Movie Review: “Secret in Their Eyes”

Starring
Chiwetel Ejiofor, Julia Roberts, Nicole Kidman, Alfred Molina, Michael Kelly
Director
Billy Ray

“Secret in Their Eyes” had its work cut out for it. The source material is a (fantastic) 2009 Argentinean film which won the Academy Award for Best Foreign Film the following year. It’s an intense, well-plotted crime thriller with an unrequited love story at its center. I described it at the time as “The Remains of the Day” set in a 1970s police station. Writer and director Billy Ray (“The Hunger Games,” “Captain Phillips”) knew that timeline wasn’t going to fly with a 2015 American adaptation, and while he loses a bit of the “Remains” aspect of the original story as a result, the time in which he places the flashback, post-9/11 Los Angeles, is a genius move. Paranoia is at an all-time high, and all of law enforcement was under tremendous pressure to find someone they can turn, and once they did, they protected that asset at all costs. You can see where that kind of environment would cause good cops to make bad decisions, and bad cops to make worse ones.

Ray (Chiwetel Ejiofor) works security for the New York Mets, but he spends his nights scanning databases for the one that got away 13 years ago, when he was working for the Counter Terrorist Unit in Los Angeles in 2002. He’s watching a local mosque, and when he receives word that a body is found in a nearby dumpster, he is shocked to discover that it is the daughter of his colleague Jessica (Julia Roberts).
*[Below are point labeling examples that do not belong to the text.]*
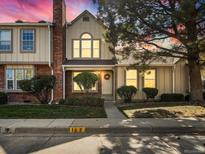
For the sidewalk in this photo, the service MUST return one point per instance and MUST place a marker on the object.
(61, 126)
(112, 111)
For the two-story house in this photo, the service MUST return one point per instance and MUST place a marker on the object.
(66, 49)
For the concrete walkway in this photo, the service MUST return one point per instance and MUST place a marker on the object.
(112, 111)
(97, 126)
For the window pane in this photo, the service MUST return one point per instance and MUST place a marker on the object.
(9, 74)
(96, 53)
(131, 83)
(28, 74)
(76, 48)
(5, 40)
(96, 44)
(150, 79)
(86, 36)
(131, 78)
(86, 48)
(5, 35)
(27, 39)
(10, 84)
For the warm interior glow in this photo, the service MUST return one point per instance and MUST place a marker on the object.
(131, 78)
(149, 79)
(75, 85)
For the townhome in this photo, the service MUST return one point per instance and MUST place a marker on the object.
(67, 49)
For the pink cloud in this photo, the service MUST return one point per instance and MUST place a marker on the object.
(35, 10)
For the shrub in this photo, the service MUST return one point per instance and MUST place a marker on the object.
(127, 92)
(40, 87)
(150, 92)
(3, 98)
(172, 97)
(86, 80)
(83, 101)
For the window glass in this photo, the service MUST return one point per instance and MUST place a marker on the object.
(86, 36)
(131, 78)
(75, 85)
(16, 75)
(86, 48)
(150, 79)
(96, 48)
(76, 48)
(27, 40)
(5, 40)
(10, 79)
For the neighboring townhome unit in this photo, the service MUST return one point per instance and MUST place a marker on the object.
(67, 49)
(24, 52)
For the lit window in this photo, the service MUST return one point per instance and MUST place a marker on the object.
(131, 78)
(27, 40)
(86, 47)
(75, 85)
(150, 79)
(15, 75)
(5, 40)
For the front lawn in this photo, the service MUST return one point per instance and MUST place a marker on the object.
(50, 112)
(176, 111)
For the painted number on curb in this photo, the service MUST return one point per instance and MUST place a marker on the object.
(77, 129)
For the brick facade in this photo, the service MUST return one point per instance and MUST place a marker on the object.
(2, 77)
(69, 86)
(59, 34)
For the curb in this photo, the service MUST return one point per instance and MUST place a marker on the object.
(113, 130)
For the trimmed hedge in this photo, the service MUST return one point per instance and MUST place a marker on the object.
(176, 97)
(127, 92)
(150, 92)
(83, 101)
(3, 98)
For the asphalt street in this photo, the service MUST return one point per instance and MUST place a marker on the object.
(102, 144)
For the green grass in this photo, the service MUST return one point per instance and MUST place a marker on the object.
(50, 112)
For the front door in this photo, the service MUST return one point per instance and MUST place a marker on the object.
(107, 83)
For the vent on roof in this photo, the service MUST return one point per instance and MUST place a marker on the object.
(42, 21)
(19, 21)
(86, 19)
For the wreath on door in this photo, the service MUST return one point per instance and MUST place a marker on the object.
(107, 76)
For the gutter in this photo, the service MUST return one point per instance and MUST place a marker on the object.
(49, 60)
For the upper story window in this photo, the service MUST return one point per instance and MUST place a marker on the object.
(150, 78)
(28, 40)
(6, 40)
(86, 47)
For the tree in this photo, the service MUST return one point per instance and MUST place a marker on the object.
(40, 87)
(151, 30)
(86, 80)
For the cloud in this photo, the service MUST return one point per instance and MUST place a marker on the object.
(35, 10)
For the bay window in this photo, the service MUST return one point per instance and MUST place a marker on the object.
(15, 75)
(6, 40)
(76, 88)
(150, 78)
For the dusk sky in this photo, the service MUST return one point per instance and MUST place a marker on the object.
(36, 10)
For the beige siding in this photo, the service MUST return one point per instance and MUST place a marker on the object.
(181, 77)
(93, 27)
(164, 79)
(41, 53)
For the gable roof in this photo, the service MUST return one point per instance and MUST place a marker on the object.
(86, 12)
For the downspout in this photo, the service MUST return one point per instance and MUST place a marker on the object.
(49, 56)
(173, 78)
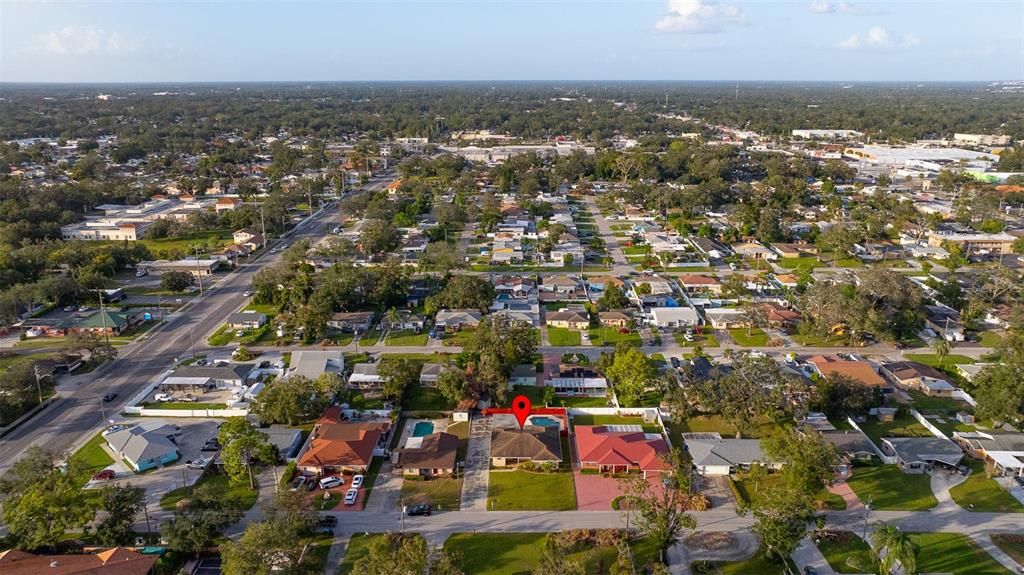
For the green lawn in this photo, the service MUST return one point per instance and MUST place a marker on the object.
(440, 492)
(518, 554)
(406, 338)
(519, 490)
(955, 554)
(984, 493)
(589, 419)
(1011, 544)
(889, 488)
(900, 427)
(563, 337)
(847, 553)
(749, 338)
(232, 496)
(609, 337)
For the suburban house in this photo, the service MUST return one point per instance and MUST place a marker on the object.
(365, 376)
(146, 445)
(351, 321)
(568, 319)
(1004, 450)
(312, 363)
(523, 374)
(614, 319)
(620, 449)
(431, 455)
(695, 283)
(919, 454)
(579, 380)
(672, 318)
(247, 320)
(429, 374)
(716, 456)
(832, 365)
(337, 446)
(913, 376)
(220, 376)
(115, 561)
(534, 443)
(457, 319)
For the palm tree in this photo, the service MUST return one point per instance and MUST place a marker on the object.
(941, 349)
(894, 546)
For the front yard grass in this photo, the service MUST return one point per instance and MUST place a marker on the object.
(406, 338)
(888, 488)
(590, 419)
(444, 493)
(749, 338)
(609, 337)
(955, 554)
(233, 496)
(519, 490)
(846, 553)
(562, 337)
(984, 493)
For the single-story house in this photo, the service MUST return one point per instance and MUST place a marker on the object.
(620, 449)
(457, 319)
(716, 456)
(614, 318)
(247, 320)
(337, 446)
(534, 443)
(312, 363)
(568, 319)
(830, 365)
(523, 374)
(1004, 450)
(671, 318)
(365, 376)
(114, 561)
(351, 321)
(919, 454)
(146, 445)
(431, 455)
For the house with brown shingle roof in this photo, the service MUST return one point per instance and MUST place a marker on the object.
(534, 443)
(116, 561)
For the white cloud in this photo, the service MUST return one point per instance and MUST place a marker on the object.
(698, 16)
(879, 38)
(828, 7)
(84, 40)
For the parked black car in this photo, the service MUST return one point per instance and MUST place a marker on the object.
(422, 509)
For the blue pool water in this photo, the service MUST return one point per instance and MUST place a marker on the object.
(544, 422)
(423, 429)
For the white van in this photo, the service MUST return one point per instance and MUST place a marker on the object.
(329, 482)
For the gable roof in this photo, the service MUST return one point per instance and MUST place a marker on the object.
(603, 446)
(536, 443)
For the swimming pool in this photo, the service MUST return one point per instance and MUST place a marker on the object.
(423, 429)
(544, 422)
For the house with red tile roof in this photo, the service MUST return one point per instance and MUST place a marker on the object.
(620, 448)
(337, 446)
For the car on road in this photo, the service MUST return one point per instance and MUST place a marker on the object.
(422, 509)
(200, 463)
(350, 496)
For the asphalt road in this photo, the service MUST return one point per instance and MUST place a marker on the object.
(80, 411)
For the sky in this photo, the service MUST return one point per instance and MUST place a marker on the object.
(481, 40)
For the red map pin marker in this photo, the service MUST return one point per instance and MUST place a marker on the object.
(520, 406)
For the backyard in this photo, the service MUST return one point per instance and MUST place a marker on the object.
(888, 488)
(955, 554)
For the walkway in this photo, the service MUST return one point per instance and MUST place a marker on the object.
(477, 472)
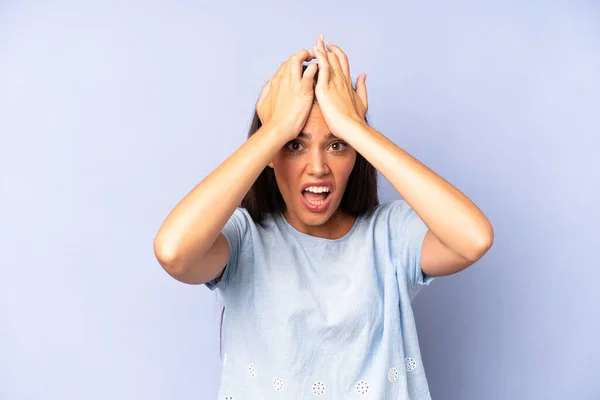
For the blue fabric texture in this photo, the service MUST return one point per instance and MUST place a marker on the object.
(309, 317)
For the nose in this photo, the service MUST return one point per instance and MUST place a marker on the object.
(317, 163)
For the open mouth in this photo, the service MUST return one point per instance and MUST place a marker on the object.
(316, 201)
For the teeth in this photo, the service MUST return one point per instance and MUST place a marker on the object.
(317, 189)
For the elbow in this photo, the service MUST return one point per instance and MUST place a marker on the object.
(482, 245)
(166, 258)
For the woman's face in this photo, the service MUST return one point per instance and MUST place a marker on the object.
(322, 162)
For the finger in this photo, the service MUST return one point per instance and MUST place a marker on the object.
(361, 89)
(309, 76)
(296, 62)
(265, 90)
(342, 59)
(336, 67)
(323, 64)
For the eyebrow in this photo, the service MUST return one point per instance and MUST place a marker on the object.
(304, 135)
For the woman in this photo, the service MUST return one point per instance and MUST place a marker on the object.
(317, 277)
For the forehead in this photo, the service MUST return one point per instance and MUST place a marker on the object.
(315, 126)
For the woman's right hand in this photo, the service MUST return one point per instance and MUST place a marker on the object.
(286, 100)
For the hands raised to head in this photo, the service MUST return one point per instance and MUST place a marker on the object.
(286, 100)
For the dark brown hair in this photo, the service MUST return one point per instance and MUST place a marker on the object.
(264, 197)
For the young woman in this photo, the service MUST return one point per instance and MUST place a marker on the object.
(316, 276)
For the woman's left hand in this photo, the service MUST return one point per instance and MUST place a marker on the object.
(340, 104)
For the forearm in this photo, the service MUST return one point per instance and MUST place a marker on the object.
(195, 223)
(452, 217)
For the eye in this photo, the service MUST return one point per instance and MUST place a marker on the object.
(293, 146)
(341, 146)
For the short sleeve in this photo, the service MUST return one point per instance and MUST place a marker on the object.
(407, 233)
(236, 232)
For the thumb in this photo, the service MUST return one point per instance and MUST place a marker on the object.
(361, 89)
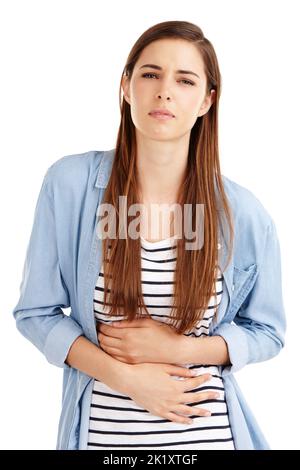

Ray’s only suspect in the case was a boy who regularly visited the mosque, but because of the boy’s value (he was a mole, and was about to give CTU an entire sleeper cell), he was considered untouchable.

Present-day Ray asks Claire (Nicole Kidman), for whom he’s been carrying a torch since the moment he met her and is now the city’s district attorney, to reopen the case so they can investigate a man recently out on parole, whom Ray firmly believes is Jess’ daughter’s killer. At this point, even Jessica is telling Ray and Claire to walk away, but Ray is motivated by this case for a reason that not even Jessica knows.

Roberts is immediately distracting with her lack of makeup – dear God, she’s channeling Charlize Theron in “Monster,” or Mariah Carey in “Precious” – but this is bar none the best work she’s done in years, contrived unsightliness be damned. (The scene where she sees her daughter for the first time is heartbreaking.) For anyone who knows the biggest hits in Roberts’ filmography, it’s hard not to look at this as Pretty Woman deliberately going “ugly.” For her sake, I hope that isn’t the case, but it certainly looks that way. Either way, it wasn’t necessary.

Billy Ray adapted the story quite nicely, keeping the important pieces in place, but changing their settings. The soccer stadium becomes a baseball stadium. He re-creates the elevator scene, and though the circumstances this time around neuter that one a bit, it’s still intense. And most importantly, he maintains the ending, though he gets a little chatty right before the Big Reveal, and therefore revealed too much too soon. (In fact, he extends the ending, which did not need to happen.) He makes up for this, though, with how he handles the 9/11 politics, because it makes perfect sense why every other cop would put their own interests ahead of those of Ray, Jess and Claire.

The movie’s biggest weakness is Kidman. She has one fantastic scene where she brilliantly goads the suspect into revealing his true nature, but otherwise delivers her lines with this almost Marilyn Monroe-esque seductive whisper that makes it difficult to take her careerist character seriously, and the Aussie accent slipping in now and then does not help matters. Bonus points, though, go to casting Michael Kelly (“House of Cards”) as a douchey rival cop, and Alfred Molina as Ray’s singularly focused boss. Ejiofor is, well, Ejiofor. Dude delivers great work even when the material doesn’t call for it.

But this material calls for it. “Secret in Their Eyes” is that rare beast: a thriller with a heart. Even rarer, it is a well-made adaptation of a foreign film, somewhere in between recent attempts like “Let the Right One In”/”Let Me In” and the two “Girl with the Dragon Tattoo” movies. You should start with the original, of course, but as Hollywood remakes go, this one is impressive.